Column by Talera Jensen
Talera Jensen - Sofi Mendez

Oppression is a multifaceted concept, of which nobody understands the full scope, regardless of their educational background. However, it is a common understanding that all systems of oppression involve the artificially instituted domination of one party over another. In America’s case, this dynamic is white over nonwhite, man over woman and bourgeoisie over proletariat.
What I intend to introduce here is another system of oppression that involves facets of all three above: environmental degradation and exploitation.
Earth’s natural environment has been and is still sacred to many people throughout history. It is common amongst these people to adopt a lifestyle of environmental wisdom which advises that the Earth is not here for us alone, and we should care for it and its inhabitants before ourselves.
Another viewpoint is that of sustainability—we can use the Earth’s resources as long as we do so in an efficient and wise manner. This is the perspective shared by many modern Americans.

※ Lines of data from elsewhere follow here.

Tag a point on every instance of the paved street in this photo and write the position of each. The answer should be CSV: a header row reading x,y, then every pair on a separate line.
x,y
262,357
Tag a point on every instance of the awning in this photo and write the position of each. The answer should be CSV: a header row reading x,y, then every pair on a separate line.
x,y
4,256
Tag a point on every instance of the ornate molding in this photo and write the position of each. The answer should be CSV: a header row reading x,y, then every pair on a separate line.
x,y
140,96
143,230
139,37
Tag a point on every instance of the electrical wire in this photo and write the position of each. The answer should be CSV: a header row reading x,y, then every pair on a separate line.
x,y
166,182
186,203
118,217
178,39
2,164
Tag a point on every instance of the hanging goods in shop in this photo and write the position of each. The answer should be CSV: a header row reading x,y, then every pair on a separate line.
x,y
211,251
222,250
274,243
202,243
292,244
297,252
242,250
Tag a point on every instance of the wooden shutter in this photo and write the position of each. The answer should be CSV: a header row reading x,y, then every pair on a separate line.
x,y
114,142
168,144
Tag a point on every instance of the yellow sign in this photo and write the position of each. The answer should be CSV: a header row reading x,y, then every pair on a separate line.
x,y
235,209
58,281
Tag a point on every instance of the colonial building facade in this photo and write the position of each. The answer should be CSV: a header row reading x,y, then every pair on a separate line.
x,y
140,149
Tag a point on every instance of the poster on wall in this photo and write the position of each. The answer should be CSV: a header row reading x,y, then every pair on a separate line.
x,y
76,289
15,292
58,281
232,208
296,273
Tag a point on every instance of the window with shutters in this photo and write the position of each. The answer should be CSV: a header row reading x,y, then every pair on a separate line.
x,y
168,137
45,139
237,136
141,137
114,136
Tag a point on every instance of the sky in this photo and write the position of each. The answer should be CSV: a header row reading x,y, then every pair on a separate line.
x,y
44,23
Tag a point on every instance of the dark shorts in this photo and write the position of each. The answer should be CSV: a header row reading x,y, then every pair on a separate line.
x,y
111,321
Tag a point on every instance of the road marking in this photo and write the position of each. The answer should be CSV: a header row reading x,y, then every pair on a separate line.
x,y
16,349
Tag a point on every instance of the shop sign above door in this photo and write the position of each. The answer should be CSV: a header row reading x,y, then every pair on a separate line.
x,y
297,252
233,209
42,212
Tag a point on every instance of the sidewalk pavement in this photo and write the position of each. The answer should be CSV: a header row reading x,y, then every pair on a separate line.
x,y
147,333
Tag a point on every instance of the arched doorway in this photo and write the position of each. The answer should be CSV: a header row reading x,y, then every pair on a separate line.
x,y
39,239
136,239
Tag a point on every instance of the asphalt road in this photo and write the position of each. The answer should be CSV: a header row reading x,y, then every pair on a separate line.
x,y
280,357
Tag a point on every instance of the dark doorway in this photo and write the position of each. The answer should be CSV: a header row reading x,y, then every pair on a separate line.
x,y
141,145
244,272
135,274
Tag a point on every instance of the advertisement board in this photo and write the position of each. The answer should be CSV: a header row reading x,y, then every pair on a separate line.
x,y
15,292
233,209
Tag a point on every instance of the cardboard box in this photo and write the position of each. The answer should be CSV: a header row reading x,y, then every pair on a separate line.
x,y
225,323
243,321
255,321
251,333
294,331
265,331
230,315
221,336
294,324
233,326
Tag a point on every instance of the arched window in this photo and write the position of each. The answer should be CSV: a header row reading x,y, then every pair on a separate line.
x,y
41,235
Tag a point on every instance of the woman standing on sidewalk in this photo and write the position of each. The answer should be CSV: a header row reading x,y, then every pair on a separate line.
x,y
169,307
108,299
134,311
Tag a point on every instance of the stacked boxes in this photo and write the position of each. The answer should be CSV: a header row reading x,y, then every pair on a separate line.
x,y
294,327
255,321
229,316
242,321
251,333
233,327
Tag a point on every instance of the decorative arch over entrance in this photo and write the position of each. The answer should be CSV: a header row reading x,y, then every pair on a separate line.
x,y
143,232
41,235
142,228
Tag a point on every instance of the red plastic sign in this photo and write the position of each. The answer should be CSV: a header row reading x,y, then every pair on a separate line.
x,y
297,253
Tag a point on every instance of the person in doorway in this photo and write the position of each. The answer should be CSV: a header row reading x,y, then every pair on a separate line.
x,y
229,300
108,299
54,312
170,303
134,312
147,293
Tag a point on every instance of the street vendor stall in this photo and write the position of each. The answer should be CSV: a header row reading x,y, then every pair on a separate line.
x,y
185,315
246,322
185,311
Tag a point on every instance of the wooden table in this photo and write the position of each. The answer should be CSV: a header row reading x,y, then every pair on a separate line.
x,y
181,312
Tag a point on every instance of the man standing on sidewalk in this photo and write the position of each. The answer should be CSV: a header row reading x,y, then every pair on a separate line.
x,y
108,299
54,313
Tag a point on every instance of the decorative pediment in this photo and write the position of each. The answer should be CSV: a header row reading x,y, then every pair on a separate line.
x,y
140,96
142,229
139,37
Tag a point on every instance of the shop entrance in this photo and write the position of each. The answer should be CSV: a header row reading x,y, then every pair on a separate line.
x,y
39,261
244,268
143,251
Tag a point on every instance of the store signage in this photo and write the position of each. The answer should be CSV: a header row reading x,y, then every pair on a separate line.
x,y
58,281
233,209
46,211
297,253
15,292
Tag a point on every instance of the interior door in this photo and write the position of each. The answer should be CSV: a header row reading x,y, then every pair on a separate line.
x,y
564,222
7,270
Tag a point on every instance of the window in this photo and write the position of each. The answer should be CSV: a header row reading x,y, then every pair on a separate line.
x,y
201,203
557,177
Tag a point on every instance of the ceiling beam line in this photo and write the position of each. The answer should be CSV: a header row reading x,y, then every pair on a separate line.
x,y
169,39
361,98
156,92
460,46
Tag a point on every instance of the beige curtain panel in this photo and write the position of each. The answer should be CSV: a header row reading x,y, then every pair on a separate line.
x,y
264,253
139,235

The third and most objectively destructive belief is that humans are supreme beings on this planet, therefore, we are entitled to use its resources to our sole personal benefit. Written in such blunt terms, this option may seem incredibly harsh, yet this is a more common practice than one might realize.

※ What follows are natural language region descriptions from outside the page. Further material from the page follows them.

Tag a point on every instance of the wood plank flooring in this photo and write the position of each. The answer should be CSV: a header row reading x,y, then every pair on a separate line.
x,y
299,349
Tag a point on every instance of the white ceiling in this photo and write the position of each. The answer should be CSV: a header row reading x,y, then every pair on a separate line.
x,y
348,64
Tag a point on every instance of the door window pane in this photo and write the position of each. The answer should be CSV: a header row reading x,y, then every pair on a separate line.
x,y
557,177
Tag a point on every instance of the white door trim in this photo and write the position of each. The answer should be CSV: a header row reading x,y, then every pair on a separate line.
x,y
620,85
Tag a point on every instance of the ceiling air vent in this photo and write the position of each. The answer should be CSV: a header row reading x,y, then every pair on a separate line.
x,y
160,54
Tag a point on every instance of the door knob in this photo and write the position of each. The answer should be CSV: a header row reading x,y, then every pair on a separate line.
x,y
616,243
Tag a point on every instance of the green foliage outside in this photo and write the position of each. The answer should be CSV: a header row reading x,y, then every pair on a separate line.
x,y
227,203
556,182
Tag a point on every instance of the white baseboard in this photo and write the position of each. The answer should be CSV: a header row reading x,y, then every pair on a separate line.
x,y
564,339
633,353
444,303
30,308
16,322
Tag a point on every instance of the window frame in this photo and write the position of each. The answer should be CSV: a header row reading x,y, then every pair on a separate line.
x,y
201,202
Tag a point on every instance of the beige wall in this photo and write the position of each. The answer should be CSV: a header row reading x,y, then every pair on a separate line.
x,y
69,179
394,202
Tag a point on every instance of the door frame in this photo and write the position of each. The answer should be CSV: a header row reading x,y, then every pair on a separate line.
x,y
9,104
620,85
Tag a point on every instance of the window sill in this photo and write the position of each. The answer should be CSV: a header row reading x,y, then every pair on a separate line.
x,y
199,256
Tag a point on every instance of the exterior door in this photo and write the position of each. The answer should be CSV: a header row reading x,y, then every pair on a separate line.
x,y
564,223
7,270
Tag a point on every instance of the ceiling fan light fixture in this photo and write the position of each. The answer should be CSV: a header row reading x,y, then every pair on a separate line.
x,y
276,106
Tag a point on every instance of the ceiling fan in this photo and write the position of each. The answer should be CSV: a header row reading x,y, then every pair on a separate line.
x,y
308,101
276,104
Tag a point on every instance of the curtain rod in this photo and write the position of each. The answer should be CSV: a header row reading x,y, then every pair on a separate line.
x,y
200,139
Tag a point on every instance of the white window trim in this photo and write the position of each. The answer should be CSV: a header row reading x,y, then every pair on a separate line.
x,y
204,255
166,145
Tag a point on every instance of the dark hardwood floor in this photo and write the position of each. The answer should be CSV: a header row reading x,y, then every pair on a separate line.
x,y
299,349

In order to succeed in a capitalistic economy, business owners must make many decisions that will increase their profits. The large businesses, aka corporations, make decisions on a large scale. These corporate decisions have a greater impact, yet it is still for the sake of increasing profit yield. The recent Nestlé water bottling controversy in the midst of the California drought is a relevant example of this concept at work. Of course, that is a micro instance—the entire fossil fuel industry also practices the reckless exploitation of natural resources and destruction of ecosystems.
Most of the profits of exploitation are channeled to the corporate sector, particularly corporate management. The working-class (proletariat) people hired by these corporations often receive the bare minimum of what their work is worth, so the corporations can reap the highest possible profits from their total revenue.
The large corporations exploit natural resources much in the way they exploit the working class and impoverished people. Resource overuse ruins the Earth’s ecosystems, disabling their ability to recover. Corporations refuse to include externalized costs (the total cost including environmental destruction and hard labor) into the final price of their products for the sake of supply and demand. Exploitation of the proletariat leaves working-class families trapped in a cycle of borderline poverty and the corporate system nurtures this cycle.
Similar to the class analysis, the male-female dynamic is also reflected in how modern civilization treats nature. In much academic and theological literature written by men throughout history, nature is anthropomorphized as a loving mother that provides for her benefactors—humans. The parallel dynamic here is females/males and nature/humans. In parallel, actual women have also (until very recently) been elevated solely as figures of moral purity and motherhood. This one-sidedness that males exhibit regarding the topics of nature and society is harmful to both the Mother Earth and female humans. Women are, much like nature, expected to give and give to their oppressors with nothing in return. In other words, females are treated as a resource that males are entitled to exploit. Of course, we call ourselves mankind, because man represents the full potential of humanity, a potential entirely exclusionary of women. Women and nature are the passive recipients of man’s burdens.
The Western race dynamic is heavily involved with environmental destruction. Imperialist white men consciously decided to commit genocide against the indigenous American peoples, people who were resourceful and respectful of the land on which they lived. White men began killing the buffalo for sport, bringing a species crucial to indigenous cultures nearly to extinction. Later, these imperialists carved the faces of their white leaders into the Black Hills—a sacred area for many indigenous American traditions.
White imperialists also destroyed the African landscape—much in the same fashion they enslaved the African people. European colonialists divided Africa amongst themselves and created an apartheid society, all while profiteering off the natural resources of Africa and the labor of its people. In America, white people forced African slaves to participate in the capitalist white supremacist society through brutal agricultural labor. The white owners of the plantations that black slaves had to work in profited mostly off upper class goods such as cotton and tobacco. Thus, a synergized race-class-environmental oppression system was established in America, and it is still upheld to this day.
Although oppression is a highly varied concept, there are telling similarities between certain oppressive institutions. Though we may be different from one another, we are all connected by the planet on which we live and die. The recognition of these social parallels with the destruction of the Earth could further galvanize the movements that seek to abolish such oppressions.